State Superintendent of Education John White asked a key House panel Tuesday to revamp Gov. Bobby Jindal’s proposed operating budget and prevent Louisiana’s public school test program from being decimated.

“I know testing is not something kids love to do,” White told the House Appropriations Committee. “But it is necessary to ensure quality.”

White said exams for Common Core; ACT, an exam that measures college readiness; Advanced Placement, which allows high school students to earn college credit; and other tests are in jeopardy under the governor’s spending plan.

“I am asking you very explicitly to consider funding quality tests and not to throw our system into a state of chaos,” White said. “We need those contracts to meet our state and federal mandates.”

House Appropriations Committee Chairman Jim Fannin, R-Jonesboro, said restoring dollars for test agreements and other priorities of the state Department of Education would cost an additional $100 million.

“We have a lot of ying and yang to do before June 11,” Fannin joked, a reference to state budget-balancing efforts during the two-month session that begins on Monday.

Louisiana faces a $1.6 billion shortfall to maintain spending at current levels.

The nearly five-hour hearing on Tuesday took place amid continuing, often bitter, arguments over Common Core.

Efforts to repeal the standards in reading, writing and math are expected to be a key legislative issue.

White backs Common Core, while Jindal opposes the overhaul, as do some members of the House committee.

During one tense exchange, anti-Common Core state Rep. J. Rogers Pope, R-Denham Springs, challenged what he called unfair comments by White and state Board of Elementary and Secondary Education President Chas Roemer that suggested parents and other opponents are outliers and extremists.

“I am an extremist, and I am an outlier,” Pope told White, with Roemer sitting a few rows behind.

“And I could be called an extremist outlier,” Pope said, adding that the pair should be cautious about labeling anti-Common Core parents.

White said he has made no such comments and that it was the G overnor’s Office that accused him of doing so.

“There is an extreme political agenda to make teachers go back and do five years of hard work,” White said after the meeting, a reference to efforts by Jindal and others to scrap the standards and write new ones.

“That has nothing to do with parents,” White said. “That’s about politicians.”

White has previously said the governor’s budget would chop test spending by nearly 50 percent.

He also has said it would force the layoff of about 100 of the state Department of Education’s roughly 300 employees.
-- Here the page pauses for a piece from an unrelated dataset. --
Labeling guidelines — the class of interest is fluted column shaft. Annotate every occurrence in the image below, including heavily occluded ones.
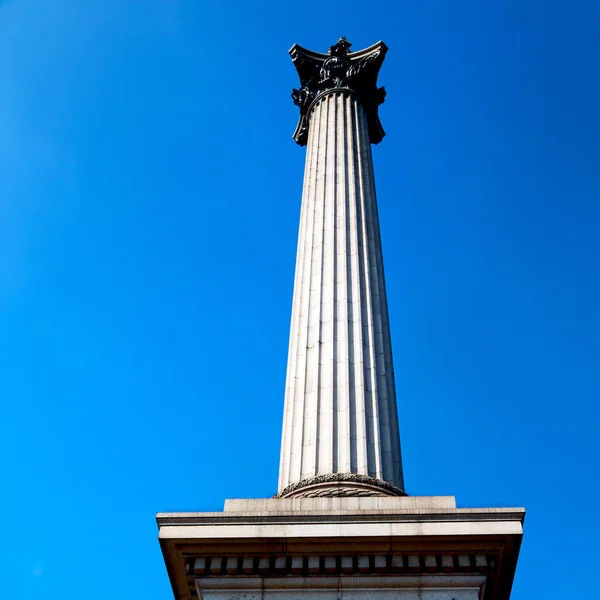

In a prepared statement, Jindal said every state agency was asked to trim spending to be more efficient “and we believe this was a reasonable request for the department, and the superintendent has discretion where those reductions are made.

“We believe taxpayer dollars are better spent in classrooms educating children rather than in Baton Rouge at the state department,” he said.

White was questioned at length by state Rep. Brett Geymann, R-Lake Charles, a committee member and one of the Legislature’s anti-Common Core leaders.

Geymann repeatedly said that White seems to have changed his stance from last year, when Geymann said the superintendent adamantly opposed calls for the state to find new exams for the first round of Common Core tests given last month.

White said last year that the state had a contract to administer the tests already in place but that changes are possible for next year’s exams because the current contract expires on July 1.

He said that, at the direction of BESE, requests for proposals, called RFPs, for new test contracts were submitted to the Jindal administration on Tuesday.

White said test questions should be consistent with the Common Core standards educators have worked on for five years, be unique to Louisiana but allow the results to be compared to students in other states.

He said the exams should also allow for fewer higher school exams and permit parents to view sample tests in advance.